Major Sir William Newenham Montague Orpen, KBE (27 November 1878 – 29 September 1931) was an Irish portrait painter. He studied art at the Metropolitan School and at the Slade School in London where, at the time, great emphasis was put on the study of old masters.
Born in Stillorgan, County Dublin, William Newenham Montague Orpen was a fine draughtsman and a popular painter of the well-to-do in the period leading up to World War I. He was also involved in the Celtic revival in his native Ireland and he took part in the attempt there to find a visual counterpart to the birth of new national literary language (McConkey 2005). Although his studio was in London, he spent time in Ireland painting, he was a friend of Hugh Lane and influenced the Irish realist painters, like Sean Keating, who were beginning their careers at that time.
Orpen's wife was Grace Newstub, whom he married in 1901 and with whom he had three daughters. The marriage was not happy, and the painter eventually ran off with one of his sitters, Madame Saint-George, a wealthy young married woman whom he painted around 1912.
Like Sir John Lavery, William Orpen was made an official war painter of the First World War and in 1917 he travelled to the Western Front. He produced drawings and paintings of privates, dead soldiers and German prisoners of war along with official portraits of generals and politicians. Most of these works, 138 in all, are in the collection of the Imperial War Museum in London.

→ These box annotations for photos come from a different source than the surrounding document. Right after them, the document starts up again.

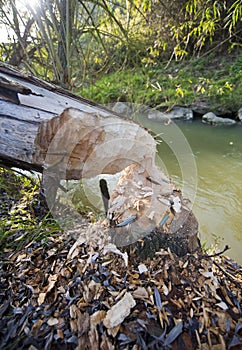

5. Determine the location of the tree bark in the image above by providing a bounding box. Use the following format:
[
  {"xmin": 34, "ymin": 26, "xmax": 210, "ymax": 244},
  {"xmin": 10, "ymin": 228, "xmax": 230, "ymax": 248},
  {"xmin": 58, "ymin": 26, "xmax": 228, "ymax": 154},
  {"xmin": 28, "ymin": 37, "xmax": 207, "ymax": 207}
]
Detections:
[{"xmin": 0, "ymin": 64, "xmax": 200, "ymax": 259}]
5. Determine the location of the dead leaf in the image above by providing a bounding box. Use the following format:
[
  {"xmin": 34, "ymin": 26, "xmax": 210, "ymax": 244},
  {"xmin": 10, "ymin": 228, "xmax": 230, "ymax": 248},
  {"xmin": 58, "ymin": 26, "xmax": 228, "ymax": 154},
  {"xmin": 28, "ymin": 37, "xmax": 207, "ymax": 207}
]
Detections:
[{"xmin": 103, "ymin": 292, "xmax": 136, "ymax": 328}]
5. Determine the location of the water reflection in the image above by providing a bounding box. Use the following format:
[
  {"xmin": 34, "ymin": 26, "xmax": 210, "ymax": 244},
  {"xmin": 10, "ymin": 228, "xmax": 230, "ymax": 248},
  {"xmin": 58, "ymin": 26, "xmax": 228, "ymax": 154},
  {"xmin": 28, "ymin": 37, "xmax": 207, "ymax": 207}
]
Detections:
[{"xmin": 144, "ymin": 120, "xmax": 242, "ymax": 263}]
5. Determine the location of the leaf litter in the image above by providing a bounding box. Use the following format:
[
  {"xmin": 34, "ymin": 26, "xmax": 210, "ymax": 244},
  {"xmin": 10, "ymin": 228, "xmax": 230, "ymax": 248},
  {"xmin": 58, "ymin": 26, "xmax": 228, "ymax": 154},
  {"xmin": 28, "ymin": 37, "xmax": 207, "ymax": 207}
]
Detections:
[
  {"xmin": 0, "ymin": 224, "xmax": 242, "ymax": 350},
  {"xmin": 0, "ymin": 172, "xmax": 242, "ymax": 350}
]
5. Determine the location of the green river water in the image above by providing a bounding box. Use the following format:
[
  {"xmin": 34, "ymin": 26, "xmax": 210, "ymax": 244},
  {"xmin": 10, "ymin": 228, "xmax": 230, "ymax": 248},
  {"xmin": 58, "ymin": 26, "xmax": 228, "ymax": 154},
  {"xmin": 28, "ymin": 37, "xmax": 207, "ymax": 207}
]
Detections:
[{"xmin": 142, "ymin": 119, "xmax": 242, "ymax": 264}]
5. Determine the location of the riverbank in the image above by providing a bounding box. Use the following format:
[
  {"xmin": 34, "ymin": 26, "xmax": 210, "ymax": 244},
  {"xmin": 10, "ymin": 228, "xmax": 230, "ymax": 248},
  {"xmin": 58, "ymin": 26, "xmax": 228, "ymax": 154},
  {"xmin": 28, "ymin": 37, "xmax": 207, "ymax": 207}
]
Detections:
[
  {"xmin": 0, "ymin": 171, "xmax": 242, "ymax": 350},
  {"xmin": 80, "ymin": 51, "xmax": 242, "ymax": 119}
]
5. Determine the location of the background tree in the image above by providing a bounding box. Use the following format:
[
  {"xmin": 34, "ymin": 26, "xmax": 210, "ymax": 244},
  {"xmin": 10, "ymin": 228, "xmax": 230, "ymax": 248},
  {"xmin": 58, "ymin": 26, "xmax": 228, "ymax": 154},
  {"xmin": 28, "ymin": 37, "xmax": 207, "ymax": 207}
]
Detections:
[{"xmin": 0, "ymin": 0, "xmax": 242, "ymax": 89}]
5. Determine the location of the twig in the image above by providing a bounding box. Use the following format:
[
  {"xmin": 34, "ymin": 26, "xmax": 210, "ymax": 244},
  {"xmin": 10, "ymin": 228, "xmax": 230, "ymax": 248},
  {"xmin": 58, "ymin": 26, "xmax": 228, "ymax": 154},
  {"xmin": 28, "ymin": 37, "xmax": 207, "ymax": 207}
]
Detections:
[{"xmin": 200, "ymin": 244, "xmax": 231, "ymax": 259}]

He was deeply affected by the suffering he witnessed in the war and his 'To the Unknown British Soldier Killed in France first exhibited in 1923 showed a flag draped coffin flanked by a pair of ghostly and wretched soldiers clothed only in tattered blankets. Although widely admired by the public, this picture was attacked by the press and Orpen painted out the soldiers before the painting was accepted by the Imperial War Museum in 1927.
According to Bruce Arnold, writing in Irish Art a Concise History:
... while at times his portraits are rather shallow, he was capable of excellent and sympathetic work, particularly in family and group portraits." The same author notes Orpen's interest in self-portraits and his self-portraits are often searching and dramatic. In his The Dead Ptarmigan -a self-portrait in the National Gallery of Ireland he scowls from the frame while holding a dead ptarmigan at head height.
In a review of an Orpen exhibition at the Imperial War Museum in London in 2005, Kenneth McConkey attributes this shallowness of Orpen's portraits to an emotional exhaustion, a result of what he witnessed as a painter of war. He writes of Orpen's post-war activity:
Now the portraits were done with mechanical efficiency, and without pause for reflection, save when he scrutinised himself and found a face he could no longer understand. his face... grimaces, it squints, it scowls; in the 1920s it papers over the inner turmoil left by the long pathetic queues of gas-blinded tommies.